The proposed resolution to the paradox is that actions that would create paradoxes are excluded by quantum mechanics -- they have zero probability. Assuming that the proposal is valid, my comment was:
One advantage of this idea is that it is analogous to an established quantum mechanics principle, the Pauli exclusion principle.
The exclusion principle is the observation that, if you calculate the probability that two electrons will occupy the exact same quantum state, QM gives a zero probability. It doesn't matter what the state is, you always get zero.
This is why solid objects can't pass through each other, why, for example, you don't fall through the floor and keep going to the center of the earth. Solid objects are solid because almost all the available electron states are filled. If you try to push solid object A (the sole of your shoe) into the space occupied by solid object B (the floor), there are nowhere near enough empty states to accommodate all the electrons in object A. Therefore, you're trying to push many of the electrons in A into states already filled by electrons in B, and the probability of that happening is zero. So you stay above the floor.
Analogously, Lloyd et. al. propose that the probability of you preventing your own birth calculates to zero.

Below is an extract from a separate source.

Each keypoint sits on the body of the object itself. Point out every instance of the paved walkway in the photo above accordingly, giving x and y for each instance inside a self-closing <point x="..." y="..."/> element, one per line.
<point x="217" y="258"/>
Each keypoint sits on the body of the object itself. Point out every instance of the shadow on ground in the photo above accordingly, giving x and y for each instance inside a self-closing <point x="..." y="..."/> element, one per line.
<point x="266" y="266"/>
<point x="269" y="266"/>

You're trying to introduce an additional cause (a bullet in your grandfather's heart) into a sequence of events that already has 100% of the causes it needs. And like the way the floor is shoeproof, you'll find your grandfather is bulletproof.
Actually, I expect that the past is travelproof. Any travel into the past, however innocuous your intentions, will introduce paradoxes at the quantum level. And QM cares about those at least as much as it cares about you and your grandfather.